Brussels, 25 Nov 2003
Last year the international science magazine The Scientist invited readers in the USA, Canada and western Europe to give their opinions of the 'Best places to work for postdocs'. Overall results favoured European countries, but US universities stole the show. Can Europe improve its rankings in the recently launched 2004 survey?
The online and print magazine The Scientist is inviting all researchers in non-tenured or non-permanent postdoctoral positions in an academic, government or research institution to take part in its survey of the 'Best places to work for postdocs 2004'. The online survey (see 'More information') asks for postdoctoral researchers to 'grade' their institutions on a number of criteria, such as the working conditions, how much advice and supervision they offer, what training services are available and so forth.
Last year's survey netted some 30 000 responses, from which 2 800 were useable for the study. Respondents ranked their postdoctoral experiences by stating how much they agreed or disagreed with statements about mentors, lab environments, salaries and benefits. And, while not a scientific study, the survey's results – and the views expressed in it – offer a valuable portrait of postdocs' goals and expectations.
This year, the team hope to draw a wider sample for the study and invites people to forward news about the survey and its aims to their peers. "Please let your fellow postdocs know about this survey... the more responses we receive the more valuable the results will be," the questionnaire reads.
Up the scale
Overall, the common denominator amongst highly ranked institutes was their culture of collaboration and commitment to excellence in teaching. Some 76% of respondents indicated they could talk to their peers about personal and professional problems; 65.3% credited their colleagues with teaching lab skills; and 60.8% reported that lab members help each other balance work and family responsibilities.
I****a Chaterjee, a postdoc at Rutgers University (USA), said one of the reasons she thought her university was a good place for postdoctoral graduates is because it encourages them to interact with each other, with students and with scientists from outside, The Scientist revealed.

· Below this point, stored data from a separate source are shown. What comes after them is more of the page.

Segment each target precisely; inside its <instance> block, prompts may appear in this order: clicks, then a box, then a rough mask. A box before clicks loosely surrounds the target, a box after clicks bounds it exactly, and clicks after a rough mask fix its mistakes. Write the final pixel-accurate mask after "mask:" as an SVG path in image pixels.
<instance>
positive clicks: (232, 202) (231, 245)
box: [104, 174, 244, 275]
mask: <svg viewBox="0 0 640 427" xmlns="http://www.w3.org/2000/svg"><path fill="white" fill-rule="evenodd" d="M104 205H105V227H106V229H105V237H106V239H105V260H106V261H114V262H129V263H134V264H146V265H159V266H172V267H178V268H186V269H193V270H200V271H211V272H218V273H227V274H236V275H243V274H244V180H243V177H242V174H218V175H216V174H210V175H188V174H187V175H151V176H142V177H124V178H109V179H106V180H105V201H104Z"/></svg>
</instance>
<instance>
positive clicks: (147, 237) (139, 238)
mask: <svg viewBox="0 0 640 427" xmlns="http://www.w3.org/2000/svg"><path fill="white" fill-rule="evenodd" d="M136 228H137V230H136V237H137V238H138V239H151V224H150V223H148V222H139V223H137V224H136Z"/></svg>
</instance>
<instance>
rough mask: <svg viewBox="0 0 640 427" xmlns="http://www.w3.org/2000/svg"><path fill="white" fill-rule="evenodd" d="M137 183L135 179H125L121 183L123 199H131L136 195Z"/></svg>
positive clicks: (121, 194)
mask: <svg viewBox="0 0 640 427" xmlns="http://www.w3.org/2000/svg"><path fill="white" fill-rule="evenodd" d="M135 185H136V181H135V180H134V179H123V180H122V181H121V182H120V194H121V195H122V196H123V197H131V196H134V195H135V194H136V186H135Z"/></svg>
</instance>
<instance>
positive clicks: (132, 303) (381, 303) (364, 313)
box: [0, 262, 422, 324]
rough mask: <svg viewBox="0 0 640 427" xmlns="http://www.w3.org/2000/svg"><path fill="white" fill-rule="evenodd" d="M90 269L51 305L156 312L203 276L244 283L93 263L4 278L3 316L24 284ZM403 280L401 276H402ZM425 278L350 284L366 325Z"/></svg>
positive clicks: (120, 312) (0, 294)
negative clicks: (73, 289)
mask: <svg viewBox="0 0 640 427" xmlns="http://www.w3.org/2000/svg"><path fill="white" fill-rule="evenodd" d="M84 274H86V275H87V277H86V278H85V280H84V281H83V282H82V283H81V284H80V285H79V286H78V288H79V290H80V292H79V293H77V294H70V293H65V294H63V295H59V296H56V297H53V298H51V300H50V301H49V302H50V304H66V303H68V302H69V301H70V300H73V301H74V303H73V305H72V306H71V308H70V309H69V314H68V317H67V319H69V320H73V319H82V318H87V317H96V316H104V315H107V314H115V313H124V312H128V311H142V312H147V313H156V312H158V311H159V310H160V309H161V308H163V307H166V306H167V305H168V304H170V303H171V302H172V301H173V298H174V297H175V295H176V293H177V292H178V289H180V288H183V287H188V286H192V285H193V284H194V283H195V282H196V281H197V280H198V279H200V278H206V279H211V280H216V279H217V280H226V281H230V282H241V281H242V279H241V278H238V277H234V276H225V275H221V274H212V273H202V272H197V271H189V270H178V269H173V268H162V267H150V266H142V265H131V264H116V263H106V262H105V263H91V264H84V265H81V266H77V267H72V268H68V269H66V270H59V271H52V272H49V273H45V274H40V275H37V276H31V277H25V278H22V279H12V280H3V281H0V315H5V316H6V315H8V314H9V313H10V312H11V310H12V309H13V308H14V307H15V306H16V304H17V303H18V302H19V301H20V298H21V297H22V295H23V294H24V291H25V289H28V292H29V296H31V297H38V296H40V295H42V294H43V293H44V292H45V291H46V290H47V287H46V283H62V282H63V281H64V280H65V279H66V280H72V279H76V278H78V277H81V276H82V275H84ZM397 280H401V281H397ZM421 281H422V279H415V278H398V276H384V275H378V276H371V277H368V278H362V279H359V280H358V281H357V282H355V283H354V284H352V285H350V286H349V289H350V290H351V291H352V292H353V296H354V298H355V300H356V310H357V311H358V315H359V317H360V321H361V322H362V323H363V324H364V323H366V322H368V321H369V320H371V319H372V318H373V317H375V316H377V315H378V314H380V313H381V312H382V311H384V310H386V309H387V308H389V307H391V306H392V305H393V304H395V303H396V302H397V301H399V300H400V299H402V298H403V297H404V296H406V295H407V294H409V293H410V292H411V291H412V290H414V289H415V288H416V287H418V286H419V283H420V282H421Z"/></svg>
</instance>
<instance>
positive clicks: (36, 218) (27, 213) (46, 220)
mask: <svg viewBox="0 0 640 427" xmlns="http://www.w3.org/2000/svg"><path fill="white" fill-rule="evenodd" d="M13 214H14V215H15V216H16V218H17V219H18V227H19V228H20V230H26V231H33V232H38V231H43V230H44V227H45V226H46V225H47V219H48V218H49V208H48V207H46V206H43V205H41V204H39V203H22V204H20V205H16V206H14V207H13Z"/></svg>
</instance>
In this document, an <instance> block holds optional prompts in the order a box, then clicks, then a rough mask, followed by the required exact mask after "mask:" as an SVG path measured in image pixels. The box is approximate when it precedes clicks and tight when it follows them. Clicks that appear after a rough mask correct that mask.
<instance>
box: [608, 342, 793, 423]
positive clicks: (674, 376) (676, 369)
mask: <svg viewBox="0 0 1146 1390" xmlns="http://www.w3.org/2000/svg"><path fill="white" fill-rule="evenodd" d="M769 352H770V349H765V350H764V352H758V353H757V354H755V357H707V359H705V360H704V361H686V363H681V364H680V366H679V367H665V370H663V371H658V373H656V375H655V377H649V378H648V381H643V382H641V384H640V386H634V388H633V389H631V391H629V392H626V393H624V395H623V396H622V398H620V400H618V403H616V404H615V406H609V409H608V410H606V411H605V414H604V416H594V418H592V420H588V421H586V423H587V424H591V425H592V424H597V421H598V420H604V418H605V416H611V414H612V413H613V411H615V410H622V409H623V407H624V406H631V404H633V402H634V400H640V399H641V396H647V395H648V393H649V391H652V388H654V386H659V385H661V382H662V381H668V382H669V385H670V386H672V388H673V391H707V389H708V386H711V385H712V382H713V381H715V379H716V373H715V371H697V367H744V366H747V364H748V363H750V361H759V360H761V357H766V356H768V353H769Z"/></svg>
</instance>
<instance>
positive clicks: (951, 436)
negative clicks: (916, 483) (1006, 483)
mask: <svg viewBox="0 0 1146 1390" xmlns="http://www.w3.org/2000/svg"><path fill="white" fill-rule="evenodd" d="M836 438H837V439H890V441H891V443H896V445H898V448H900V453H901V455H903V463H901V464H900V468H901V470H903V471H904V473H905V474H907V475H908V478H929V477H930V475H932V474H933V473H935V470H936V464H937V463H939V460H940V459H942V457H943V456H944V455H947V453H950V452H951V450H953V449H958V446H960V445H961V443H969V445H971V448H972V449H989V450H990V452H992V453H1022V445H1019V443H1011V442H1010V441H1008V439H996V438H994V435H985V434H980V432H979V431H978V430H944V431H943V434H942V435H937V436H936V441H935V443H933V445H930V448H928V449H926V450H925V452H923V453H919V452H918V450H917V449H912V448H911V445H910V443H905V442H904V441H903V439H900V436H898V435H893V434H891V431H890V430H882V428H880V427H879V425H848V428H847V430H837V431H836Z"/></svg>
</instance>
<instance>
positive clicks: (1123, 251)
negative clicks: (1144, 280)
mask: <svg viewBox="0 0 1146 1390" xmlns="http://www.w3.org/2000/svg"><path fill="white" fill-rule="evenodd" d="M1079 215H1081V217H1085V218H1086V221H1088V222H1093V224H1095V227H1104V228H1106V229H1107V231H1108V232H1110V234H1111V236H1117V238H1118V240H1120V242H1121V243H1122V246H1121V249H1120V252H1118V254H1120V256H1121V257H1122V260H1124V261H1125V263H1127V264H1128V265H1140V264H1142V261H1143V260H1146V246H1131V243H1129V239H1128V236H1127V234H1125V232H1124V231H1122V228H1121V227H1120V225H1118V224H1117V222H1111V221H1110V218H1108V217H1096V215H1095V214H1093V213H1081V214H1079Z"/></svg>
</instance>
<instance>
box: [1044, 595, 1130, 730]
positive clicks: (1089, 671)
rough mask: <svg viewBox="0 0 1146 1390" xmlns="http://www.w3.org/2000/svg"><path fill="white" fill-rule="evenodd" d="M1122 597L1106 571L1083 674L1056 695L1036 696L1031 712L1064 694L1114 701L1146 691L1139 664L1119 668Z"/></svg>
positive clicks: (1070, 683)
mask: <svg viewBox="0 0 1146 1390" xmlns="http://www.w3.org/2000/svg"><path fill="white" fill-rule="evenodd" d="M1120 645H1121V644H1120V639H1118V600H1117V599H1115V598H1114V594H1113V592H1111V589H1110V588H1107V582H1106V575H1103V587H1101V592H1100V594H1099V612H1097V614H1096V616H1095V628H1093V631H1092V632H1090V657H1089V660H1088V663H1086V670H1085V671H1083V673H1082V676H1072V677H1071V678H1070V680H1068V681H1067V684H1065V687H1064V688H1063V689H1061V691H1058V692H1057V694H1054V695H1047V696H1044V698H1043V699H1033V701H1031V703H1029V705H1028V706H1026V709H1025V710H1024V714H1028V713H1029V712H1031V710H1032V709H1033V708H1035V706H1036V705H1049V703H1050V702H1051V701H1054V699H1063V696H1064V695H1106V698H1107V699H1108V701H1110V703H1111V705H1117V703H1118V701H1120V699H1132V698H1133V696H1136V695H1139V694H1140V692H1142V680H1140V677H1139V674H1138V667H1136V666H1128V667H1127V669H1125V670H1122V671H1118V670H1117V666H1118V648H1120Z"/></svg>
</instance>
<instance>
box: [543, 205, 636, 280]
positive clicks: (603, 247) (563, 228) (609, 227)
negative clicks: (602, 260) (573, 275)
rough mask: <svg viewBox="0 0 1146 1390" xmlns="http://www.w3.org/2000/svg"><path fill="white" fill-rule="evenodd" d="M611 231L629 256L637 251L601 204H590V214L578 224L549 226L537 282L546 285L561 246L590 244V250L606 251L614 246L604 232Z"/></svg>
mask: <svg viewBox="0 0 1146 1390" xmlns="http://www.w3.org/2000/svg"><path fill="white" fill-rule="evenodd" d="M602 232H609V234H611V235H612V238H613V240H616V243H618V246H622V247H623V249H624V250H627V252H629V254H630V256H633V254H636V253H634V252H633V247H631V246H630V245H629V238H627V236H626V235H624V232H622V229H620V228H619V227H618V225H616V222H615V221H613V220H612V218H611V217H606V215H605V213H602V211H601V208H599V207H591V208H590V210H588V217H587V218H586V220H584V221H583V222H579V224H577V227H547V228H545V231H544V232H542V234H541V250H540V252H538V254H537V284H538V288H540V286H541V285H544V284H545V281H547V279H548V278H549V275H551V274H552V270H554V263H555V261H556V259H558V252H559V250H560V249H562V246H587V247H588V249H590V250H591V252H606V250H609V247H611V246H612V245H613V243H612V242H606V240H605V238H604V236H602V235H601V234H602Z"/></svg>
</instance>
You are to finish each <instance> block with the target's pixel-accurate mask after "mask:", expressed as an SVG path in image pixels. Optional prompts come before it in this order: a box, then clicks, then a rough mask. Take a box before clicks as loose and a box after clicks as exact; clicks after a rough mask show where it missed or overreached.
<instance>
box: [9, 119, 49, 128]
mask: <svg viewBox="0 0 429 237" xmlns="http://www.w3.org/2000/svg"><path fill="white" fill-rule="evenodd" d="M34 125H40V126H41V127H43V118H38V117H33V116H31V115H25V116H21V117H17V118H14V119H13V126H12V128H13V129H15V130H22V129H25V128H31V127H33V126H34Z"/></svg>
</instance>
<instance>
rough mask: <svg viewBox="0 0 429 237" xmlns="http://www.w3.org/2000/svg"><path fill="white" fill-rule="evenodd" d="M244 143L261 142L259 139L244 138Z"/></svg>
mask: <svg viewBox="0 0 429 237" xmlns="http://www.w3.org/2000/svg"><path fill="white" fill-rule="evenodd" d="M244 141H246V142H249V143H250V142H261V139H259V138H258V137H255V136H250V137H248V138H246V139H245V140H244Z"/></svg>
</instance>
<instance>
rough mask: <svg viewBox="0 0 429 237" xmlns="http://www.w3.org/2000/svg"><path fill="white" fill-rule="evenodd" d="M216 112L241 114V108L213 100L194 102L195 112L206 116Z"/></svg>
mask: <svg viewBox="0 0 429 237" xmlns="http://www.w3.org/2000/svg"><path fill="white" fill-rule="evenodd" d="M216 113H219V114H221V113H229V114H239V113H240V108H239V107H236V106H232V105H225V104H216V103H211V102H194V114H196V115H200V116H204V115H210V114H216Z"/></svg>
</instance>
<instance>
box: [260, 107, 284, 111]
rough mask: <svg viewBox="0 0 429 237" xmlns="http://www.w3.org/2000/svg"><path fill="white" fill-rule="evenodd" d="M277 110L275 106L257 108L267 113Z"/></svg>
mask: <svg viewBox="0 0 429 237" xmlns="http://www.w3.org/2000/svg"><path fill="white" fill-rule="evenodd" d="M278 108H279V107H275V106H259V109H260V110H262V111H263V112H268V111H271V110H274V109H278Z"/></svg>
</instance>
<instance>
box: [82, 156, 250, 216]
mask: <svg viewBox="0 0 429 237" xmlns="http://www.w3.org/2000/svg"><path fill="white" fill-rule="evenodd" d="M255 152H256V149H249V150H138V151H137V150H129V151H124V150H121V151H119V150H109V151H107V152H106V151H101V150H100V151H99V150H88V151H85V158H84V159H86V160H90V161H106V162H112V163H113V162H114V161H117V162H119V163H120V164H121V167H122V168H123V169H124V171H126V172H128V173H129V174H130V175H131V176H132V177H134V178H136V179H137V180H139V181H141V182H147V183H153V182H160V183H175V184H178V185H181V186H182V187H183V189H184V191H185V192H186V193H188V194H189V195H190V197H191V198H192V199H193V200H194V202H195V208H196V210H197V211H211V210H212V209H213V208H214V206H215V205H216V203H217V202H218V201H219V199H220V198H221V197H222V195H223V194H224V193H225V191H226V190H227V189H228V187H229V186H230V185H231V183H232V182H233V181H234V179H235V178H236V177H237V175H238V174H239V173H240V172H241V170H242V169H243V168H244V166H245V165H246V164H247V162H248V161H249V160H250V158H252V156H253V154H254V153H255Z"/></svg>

For too long, the communication aspect of research has been overlooked, which is one of the driving forces behind the European Union's 'Human resources and mobility' initiatives including the Marie Curie actions covering training, mobility and career development opportunities in the Sixth Framework Programme (FP6) for research.
Community and collaboration were closely linked to postdoc satisfaction. The top institutions in the 2003 survey, such as Rutgers University, University of Miami, Princeton University, Dalhousie University, have gone the extra mile to improve this aspect of their fellowship programmes. However, European countries occupied the top six places in the overall raking, with Denmark topping the table, followed by Belgium, Finland, Switzerland, the Netherlands and Sweden. The USA came in seventh place ahead of Canada, Germany and the UK, making up the top ten.
To get these rankings, the team identified responses from 681 separate institutions, taking only those institutions with five or more responses in the institutional rankings – 150 in total. The overall rankings were based on the average score per institution from all respondents on all factors. Notably, the bulk of the responses came from English-speaking countries, USA (1 761), the UK (350), and Canada (136).